I’m also reliably told that a little bit of swell makes everything a little spicier and complicates the eddy access, as everything surges up and down several feet. It also increases the likelihood and size of the ‘way-home-whirlpools’, but more on that later.
Harry proving he can paddle short boats anywhere and “Mr Teapot” about to get swallowed.
Once everyone is knackered and the fun is over and done with, your paddle is not over and done with. While the paddle out is a sedate slog, the paddle back is certainly spicier. The route back to St. David’s lifeboat Station looks simple, but by now the tide is pumping even faster than before and will do everything in its power to flush you out into the Irish Sea or drag you towards some inconspicuous looking white caps.
It was just as we were considering these two fates that a certain Mr Teapot mentioned the way home ‘way-home-whirlpools’. “Way-home-whirlpools?”, I answered. “I hate whirlpools” replied jack”. And just like that all three of us were headed round in a big circle as a ‘way-home-whirlpool’ opened beneath us, threatening to suck us all in. These delightful features can form as you pull out of the relative calm behind the bitches into the main current and are certainly something to keep an eye out for. I have long been a believer that swans make the best sprint coaches, but they come second only to large whirlpool spouts that are already grasping at your tail.

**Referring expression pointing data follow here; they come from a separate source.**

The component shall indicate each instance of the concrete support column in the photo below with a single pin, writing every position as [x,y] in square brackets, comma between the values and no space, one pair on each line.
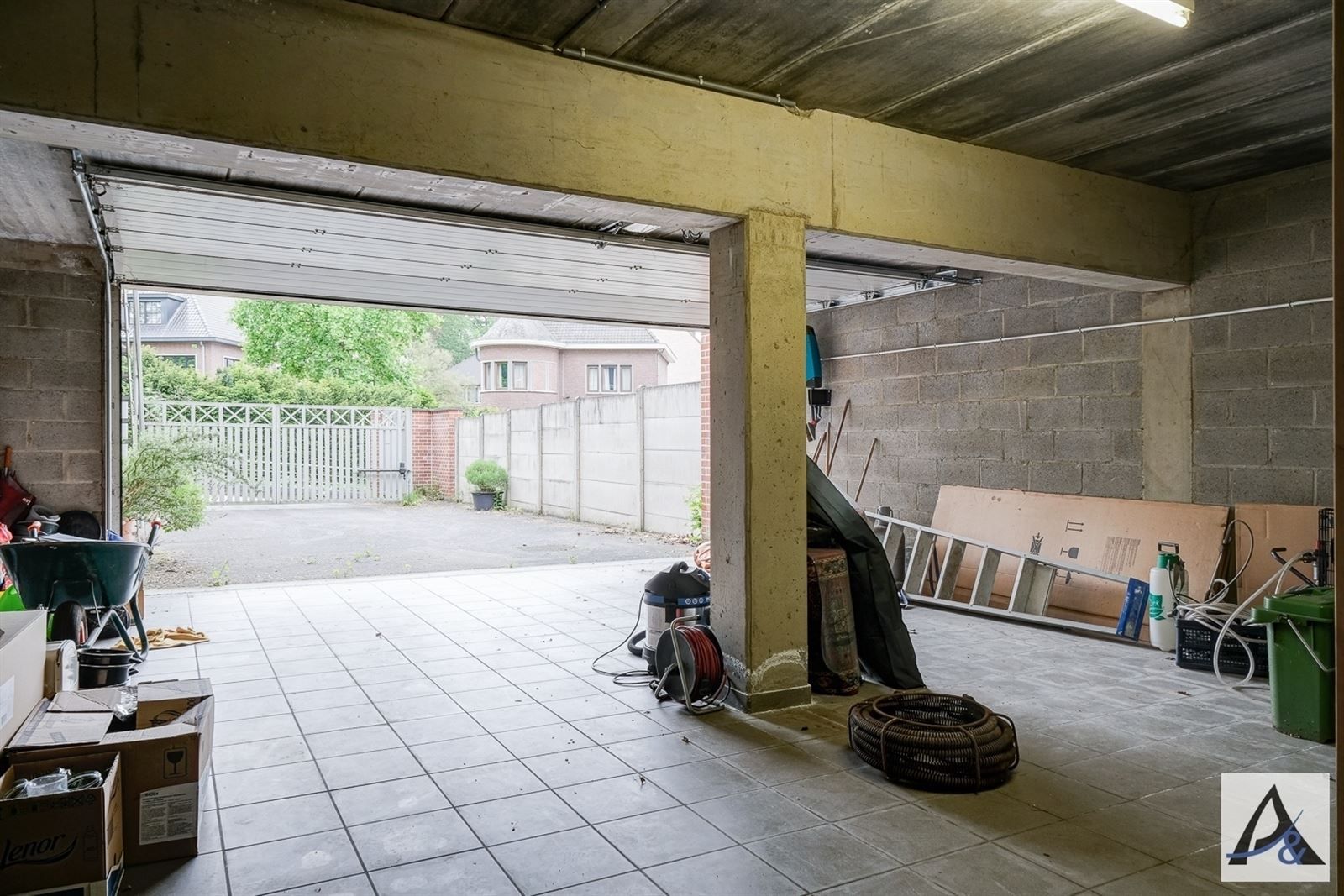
[759,466]
[1168,410]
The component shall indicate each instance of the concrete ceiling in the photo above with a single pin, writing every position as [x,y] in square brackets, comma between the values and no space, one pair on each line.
[1242,92]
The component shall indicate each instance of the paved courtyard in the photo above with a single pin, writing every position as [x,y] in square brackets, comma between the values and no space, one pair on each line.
[242,544]
[445,734]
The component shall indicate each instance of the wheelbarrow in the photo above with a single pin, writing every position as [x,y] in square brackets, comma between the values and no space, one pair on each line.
[82,584]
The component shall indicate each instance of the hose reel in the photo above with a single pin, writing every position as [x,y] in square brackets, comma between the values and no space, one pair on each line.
[934,741]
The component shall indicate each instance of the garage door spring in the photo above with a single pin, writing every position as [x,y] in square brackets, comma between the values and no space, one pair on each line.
[934,741]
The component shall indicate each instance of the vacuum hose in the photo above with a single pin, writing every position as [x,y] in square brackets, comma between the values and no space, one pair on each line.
[934,741]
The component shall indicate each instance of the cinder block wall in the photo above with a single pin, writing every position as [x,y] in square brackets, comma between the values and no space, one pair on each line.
[1263,382]
[1063,414]
[51,394]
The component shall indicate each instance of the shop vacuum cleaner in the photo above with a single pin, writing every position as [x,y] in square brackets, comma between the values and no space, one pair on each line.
[678,593]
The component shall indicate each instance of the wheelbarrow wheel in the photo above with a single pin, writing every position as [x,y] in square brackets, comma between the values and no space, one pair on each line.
[69,624]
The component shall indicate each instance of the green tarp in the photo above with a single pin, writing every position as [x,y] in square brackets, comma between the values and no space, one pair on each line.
[885,647]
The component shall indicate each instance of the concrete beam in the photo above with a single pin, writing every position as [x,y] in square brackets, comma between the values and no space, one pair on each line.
[759,468]
[351,82]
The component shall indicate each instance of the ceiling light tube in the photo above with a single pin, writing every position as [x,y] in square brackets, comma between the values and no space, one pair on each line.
[1176,13]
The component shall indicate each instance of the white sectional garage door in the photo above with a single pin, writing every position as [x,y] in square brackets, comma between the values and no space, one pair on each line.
[214,237]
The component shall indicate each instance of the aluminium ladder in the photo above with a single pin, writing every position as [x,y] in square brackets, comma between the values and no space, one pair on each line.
[1032,584]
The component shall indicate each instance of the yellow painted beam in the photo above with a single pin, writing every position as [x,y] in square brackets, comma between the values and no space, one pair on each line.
[349,82]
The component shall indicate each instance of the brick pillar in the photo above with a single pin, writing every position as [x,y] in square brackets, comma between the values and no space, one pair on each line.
[434,448]
[705,434]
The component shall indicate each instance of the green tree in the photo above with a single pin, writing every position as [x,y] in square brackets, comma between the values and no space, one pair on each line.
[331,342]
[457,331]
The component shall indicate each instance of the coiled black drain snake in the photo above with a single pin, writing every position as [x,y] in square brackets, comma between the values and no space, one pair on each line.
[934,741]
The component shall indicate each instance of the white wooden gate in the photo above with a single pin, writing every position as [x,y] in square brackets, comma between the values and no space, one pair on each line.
[296,453]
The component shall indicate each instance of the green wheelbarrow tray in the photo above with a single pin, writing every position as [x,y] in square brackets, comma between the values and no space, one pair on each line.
[97,575]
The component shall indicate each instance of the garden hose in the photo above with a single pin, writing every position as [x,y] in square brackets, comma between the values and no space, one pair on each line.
[934,741]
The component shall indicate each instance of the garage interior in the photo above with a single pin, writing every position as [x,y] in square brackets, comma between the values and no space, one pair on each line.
[1057,249]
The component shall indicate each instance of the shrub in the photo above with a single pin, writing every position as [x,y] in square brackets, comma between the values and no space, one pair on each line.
[487,476]
[160,479]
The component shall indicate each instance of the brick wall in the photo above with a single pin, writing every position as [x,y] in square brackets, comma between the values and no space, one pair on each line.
[434,449]
[51,399]
[1263,401]
[1063,414]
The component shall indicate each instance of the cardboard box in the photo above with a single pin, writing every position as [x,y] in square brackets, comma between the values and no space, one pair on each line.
[1110,535]
[24,647]
[69,841]
[1273,526]
[165,768]
[62,669]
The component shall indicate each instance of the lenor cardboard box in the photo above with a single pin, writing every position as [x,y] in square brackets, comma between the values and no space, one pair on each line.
[24,649]
[67,841]
[62,668]
[165,768]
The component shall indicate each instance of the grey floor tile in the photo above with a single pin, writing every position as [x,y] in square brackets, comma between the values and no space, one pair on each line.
[699,781]
[543,739]
[257,754]
[658,752]
[632,794]
[558,860]
[756,815]
[398,841]
[645,841]
[250,730]
[629,884]
[1077,853]
[475,872]
[893,883]
[501,821]
[1148,831]
[730,871]
[780,765]
[272,782]
[911,833]
[344,743]
[463,752]
[423,731]
[353,886]
[575,766]
[992,871]
[840,795]
[988,815]
[389,799]
[203,875]
[820,857]
[1163,879]
[277,820]
[480,783]
[291,862]
[369,768]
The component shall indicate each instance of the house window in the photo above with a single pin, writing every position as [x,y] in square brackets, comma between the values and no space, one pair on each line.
[504,375]
[611,378]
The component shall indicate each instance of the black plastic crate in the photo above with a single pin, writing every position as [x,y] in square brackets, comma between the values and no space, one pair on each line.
[1195,649]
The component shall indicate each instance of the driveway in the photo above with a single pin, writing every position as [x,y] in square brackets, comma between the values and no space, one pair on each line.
[284,543]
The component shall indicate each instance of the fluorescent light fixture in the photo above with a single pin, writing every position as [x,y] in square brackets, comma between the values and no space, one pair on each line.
[1176,13]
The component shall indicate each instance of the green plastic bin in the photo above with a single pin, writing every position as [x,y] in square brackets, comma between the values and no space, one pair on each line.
[1301,661]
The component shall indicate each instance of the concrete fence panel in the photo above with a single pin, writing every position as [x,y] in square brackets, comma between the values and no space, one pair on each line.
[622,459]
[558,459]
[524,454]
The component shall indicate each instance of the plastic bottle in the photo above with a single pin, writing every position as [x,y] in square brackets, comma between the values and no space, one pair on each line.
[1162,605]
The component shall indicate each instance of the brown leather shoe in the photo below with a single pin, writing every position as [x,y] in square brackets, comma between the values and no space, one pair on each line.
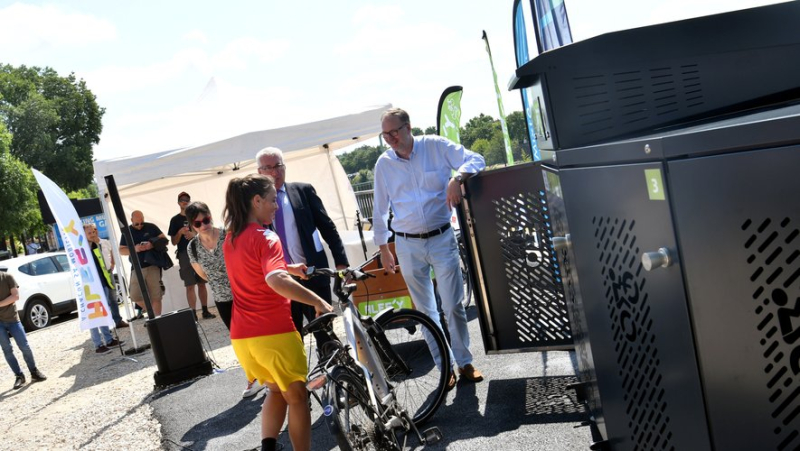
[470,373]
[451,384]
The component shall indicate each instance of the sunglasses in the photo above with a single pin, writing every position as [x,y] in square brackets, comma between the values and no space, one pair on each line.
[206,221]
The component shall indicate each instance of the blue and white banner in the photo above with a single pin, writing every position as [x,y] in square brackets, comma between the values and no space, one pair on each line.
[552,24]
[89,294]
[523,56]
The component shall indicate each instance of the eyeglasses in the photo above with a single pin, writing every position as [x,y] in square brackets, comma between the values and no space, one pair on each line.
[206,221]
[271,168]
[393,133]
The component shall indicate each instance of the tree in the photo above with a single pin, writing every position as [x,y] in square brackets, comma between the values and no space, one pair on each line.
[363,157]
[54,121]
[479,127]
[18,204]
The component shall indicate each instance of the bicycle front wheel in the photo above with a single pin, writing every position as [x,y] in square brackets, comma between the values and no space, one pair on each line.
[346,407]
[418,364]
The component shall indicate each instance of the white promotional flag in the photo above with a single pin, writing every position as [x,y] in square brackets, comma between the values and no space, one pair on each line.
[89,294]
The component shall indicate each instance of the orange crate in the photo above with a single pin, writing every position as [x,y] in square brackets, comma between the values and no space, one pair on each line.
[384,291]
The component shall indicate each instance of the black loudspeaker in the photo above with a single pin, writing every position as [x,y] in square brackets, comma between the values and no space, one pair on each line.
[177,349]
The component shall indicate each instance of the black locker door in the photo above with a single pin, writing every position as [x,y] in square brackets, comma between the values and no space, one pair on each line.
[637,320]
[518,291]
[738,218]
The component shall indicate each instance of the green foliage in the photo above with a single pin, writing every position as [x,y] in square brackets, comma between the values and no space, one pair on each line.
[479,127]
[18,205]
[5,139]
[54,121]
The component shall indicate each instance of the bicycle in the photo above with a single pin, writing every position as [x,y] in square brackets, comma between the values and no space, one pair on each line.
[387,378]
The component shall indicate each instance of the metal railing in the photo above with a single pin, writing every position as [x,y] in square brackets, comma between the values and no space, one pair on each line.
[363,186]
[364,200]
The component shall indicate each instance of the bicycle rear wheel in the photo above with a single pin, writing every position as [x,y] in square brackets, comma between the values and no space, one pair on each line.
[346,406]
[421,374]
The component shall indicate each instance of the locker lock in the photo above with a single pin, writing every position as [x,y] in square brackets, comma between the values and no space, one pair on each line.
[562,242]
[658,259]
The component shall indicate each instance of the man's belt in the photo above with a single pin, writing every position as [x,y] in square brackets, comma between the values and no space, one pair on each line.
[425,235]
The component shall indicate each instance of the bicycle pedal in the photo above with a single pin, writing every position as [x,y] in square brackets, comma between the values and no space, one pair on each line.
[432,435]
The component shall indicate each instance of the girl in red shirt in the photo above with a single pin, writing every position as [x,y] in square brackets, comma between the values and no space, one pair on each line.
[262,333]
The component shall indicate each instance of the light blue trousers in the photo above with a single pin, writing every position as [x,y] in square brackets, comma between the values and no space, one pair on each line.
[416,256]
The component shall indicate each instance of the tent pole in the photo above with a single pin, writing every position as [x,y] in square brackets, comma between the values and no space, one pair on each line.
[101,193]
[338,194]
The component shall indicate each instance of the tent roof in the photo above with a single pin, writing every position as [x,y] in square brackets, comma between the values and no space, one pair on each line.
[330,134]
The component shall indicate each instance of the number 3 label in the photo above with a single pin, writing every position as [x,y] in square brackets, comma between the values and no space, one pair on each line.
[655,185]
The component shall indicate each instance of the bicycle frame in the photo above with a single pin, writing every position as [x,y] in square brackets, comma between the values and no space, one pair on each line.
[364,359]
[367,359]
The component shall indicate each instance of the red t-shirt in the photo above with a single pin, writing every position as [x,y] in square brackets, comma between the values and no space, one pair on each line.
[257,309]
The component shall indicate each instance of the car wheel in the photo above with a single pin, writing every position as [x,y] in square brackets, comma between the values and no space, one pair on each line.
[37,314]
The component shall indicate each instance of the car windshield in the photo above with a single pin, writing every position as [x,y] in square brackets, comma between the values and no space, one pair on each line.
[43,266]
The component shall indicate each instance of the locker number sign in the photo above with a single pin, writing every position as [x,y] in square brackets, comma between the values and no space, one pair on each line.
[655,186]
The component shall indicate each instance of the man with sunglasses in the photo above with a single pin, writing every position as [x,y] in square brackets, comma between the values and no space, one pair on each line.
[181,234]
[414,179]
[300,221]
[143,235]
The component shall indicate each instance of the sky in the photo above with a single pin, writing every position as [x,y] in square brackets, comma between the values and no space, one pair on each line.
[180,73]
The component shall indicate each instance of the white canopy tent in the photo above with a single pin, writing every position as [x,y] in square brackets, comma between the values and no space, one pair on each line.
[151,183]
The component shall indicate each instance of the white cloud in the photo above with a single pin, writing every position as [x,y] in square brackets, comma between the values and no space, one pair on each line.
[195,36]
[374,13]
[238,52]
[26,28]
[224,110]
[235,55]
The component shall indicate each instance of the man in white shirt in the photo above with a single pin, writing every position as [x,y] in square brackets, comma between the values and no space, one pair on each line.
[414,179]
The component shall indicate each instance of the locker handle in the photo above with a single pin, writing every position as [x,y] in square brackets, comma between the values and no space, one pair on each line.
[658,259]
[562,242]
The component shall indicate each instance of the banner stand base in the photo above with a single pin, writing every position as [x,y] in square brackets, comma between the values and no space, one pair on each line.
[138,350]
[164,379]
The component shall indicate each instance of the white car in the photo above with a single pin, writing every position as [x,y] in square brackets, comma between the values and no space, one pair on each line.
[45,287]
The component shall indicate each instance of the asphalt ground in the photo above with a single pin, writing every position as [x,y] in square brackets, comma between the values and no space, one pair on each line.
[523,404]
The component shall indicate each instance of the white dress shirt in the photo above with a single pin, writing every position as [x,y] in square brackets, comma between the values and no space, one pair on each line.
[416,189]
[293,246]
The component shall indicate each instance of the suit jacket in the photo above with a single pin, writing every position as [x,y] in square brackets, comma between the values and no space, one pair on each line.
[310,215]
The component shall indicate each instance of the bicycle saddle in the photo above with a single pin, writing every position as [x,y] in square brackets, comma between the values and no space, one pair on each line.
[319,323]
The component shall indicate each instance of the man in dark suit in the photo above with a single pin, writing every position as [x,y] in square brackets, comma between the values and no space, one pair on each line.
[300,221]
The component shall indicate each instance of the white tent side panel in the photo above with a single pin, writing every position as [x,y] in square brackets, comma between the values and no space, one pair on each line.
[151,183]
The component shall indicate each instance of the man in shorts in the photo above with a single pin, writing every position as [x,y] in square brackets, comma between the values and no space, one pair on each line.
[181,234]
[143,234]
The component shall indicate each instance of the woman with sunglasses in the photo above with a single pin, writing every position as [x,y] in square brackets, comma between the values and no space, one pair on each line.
[263,335]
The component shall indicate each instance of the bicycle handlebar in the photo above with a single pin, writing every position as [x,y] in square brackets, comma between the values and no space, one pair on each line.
[342,274]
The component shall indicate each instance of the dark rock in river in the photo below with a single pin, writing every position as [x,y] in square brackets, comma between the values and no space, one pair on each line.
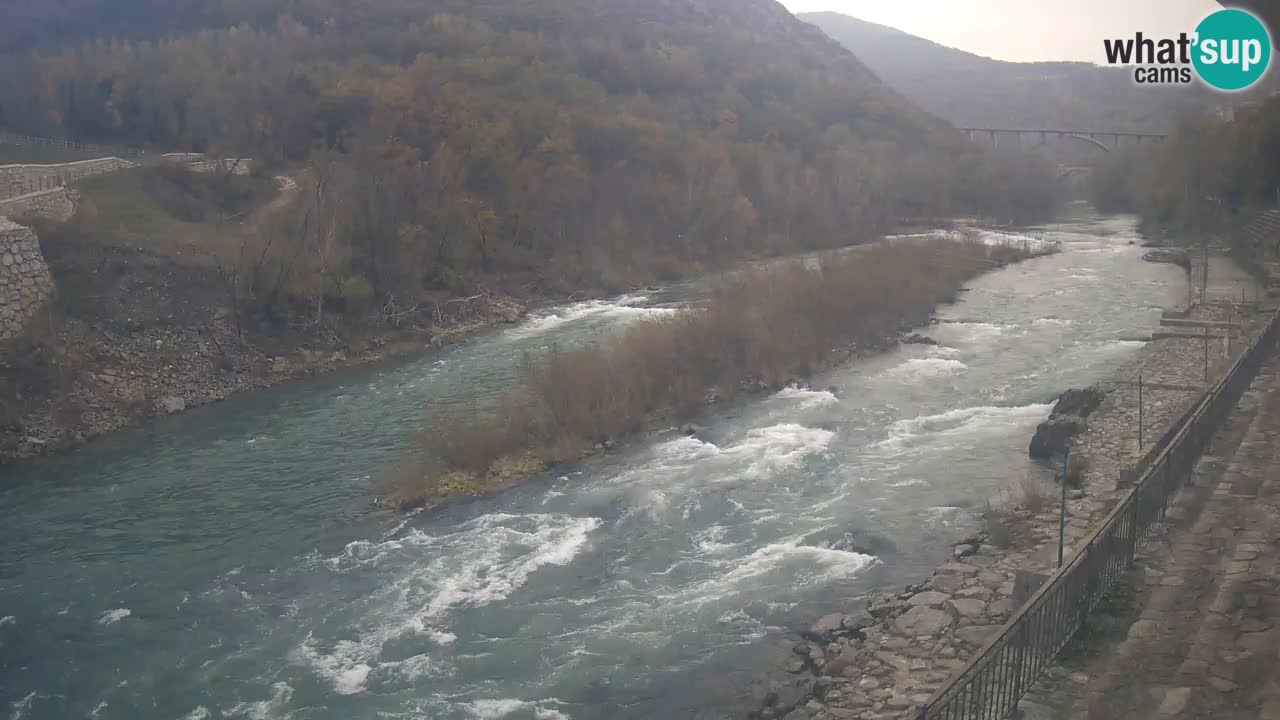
[1079,402]
[1166,255]
[915,338]
[1054,436]
[858,541]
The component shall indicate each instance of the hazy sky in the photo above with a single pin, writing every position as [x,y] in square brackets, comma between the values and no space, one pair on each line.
[1024,30]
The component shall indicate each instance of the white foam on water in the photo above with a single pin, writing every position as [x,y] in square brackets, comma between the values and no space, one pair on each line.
[270,709]
[923,368]
[415,668]
[711,541]
[965,332]
[480,563]
[941,515]
[620,309]
[996,237]
[497,709]
[114,615]
[786,560]
[807,397]
[402,524]
[961,422]
[21,707]
[780,447]
[831,564]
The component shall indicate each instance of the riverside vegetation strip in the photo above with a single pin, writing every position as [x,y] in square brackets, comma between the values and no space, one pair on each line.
[762,328]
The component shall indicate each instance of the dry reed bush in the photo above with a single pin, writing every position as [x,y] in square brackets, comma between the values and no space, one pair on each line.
[769,326]
[1034,495]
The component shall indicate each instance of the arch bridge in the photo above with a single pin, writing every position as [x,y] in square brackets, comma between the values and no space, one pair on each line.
[1105,140]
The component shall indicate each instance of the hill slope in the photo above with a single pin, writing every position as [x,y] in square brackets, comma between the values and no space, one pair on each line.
[972,90]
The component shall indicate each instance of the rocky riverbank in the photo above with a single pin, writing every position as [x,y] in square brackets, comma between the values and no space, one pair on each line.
[888,655]
[109,377]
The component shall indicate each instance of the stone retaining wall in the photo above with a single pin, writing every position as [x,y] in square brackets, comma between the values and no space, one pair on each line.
[51,204]
[26,285]
[24,180]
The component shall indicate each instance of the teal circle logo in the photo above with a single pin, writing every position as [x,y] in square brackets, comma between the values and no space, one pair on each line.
[1233,50]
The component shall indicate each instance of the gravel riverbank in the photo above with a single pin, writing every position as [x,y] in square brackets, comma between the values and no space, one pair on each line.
[887,659]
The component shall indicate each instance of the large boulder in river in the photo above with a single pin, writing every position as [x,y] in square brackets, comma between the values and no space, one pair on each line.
[1054,436]
[1079,402]
[1168,255]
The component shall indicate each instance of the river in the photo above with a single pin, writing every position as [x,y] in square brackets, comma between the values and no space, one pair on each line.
[228,563]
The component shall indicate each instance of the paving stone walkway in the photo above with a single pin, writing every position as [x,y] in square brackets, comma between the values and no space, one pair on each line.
[1207,641]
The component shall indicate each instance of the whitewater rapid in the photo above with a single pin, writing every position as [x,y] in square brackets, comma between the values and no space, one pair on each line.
[228,563]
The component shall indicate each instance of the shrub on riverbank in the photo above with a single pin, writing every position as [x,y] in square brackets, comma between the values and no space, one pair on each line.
[764,327]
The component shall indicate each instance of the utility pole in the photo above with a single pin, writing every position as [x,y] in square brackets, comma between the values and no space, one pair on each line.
[1197,178]
[1061,518]
[1206,355]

Having survived our little ordeal, our attention was drawn back to the whitecaps. In actual fact these are far from inconspicuous and once in the current they barrel up faster than anticipated. As you rapidly draw closer you might make out a suspicious horizon line in the middle of the sea. This is Horse Rock, a series of underwater stacks in the middle of the current that form far less friendly whirlpools big enough to sink actual boats, let alone kayaks. Going through this is not recommended.
Thus there are 2 options. Option 1, a mad ferry above horse rock where you’ll be convinced you’re about to be flushed into it regardless. Or option 2, a mad ferry below the whirlpools where you’ll be convinced you’re about to be flushed out to sea. Personally, having now flirted with both options, I’m an option 2 man. I think the lifeboat will do a much better job of rescuing me if I’ve not been pre-drowned by Horse Rock. Plus, I’ve been meaning to visit Ireland some time regardless.
With only a few brief moments of panic we made it back to the lifeboat station, and clambered back up the steep steps. With the early start we were off the water by 8:30am. Just in time to grab Breakfast in St. Davids and spend the day doing whatever it is normal people do at the beach. Later we bag the evening tide and then a slightly more sociable 7am session the following morning.
With all the hazards and a veritable sea of consequence the Bitches is a highly recommended trip, but only for seasoned paddlers. There are local boat tours of the rapids and wildlife if you want to see the spectacle. If you pick a good tide, you may even see some paddlers out for a play. Or perhaps myself as I will definitely be back.
Thanks to everyone who made this trip.
The best Biteches!
Side Note: If traveling down from the north be sure to swing by Gloucester Services for what can only be described as an enlightening experience.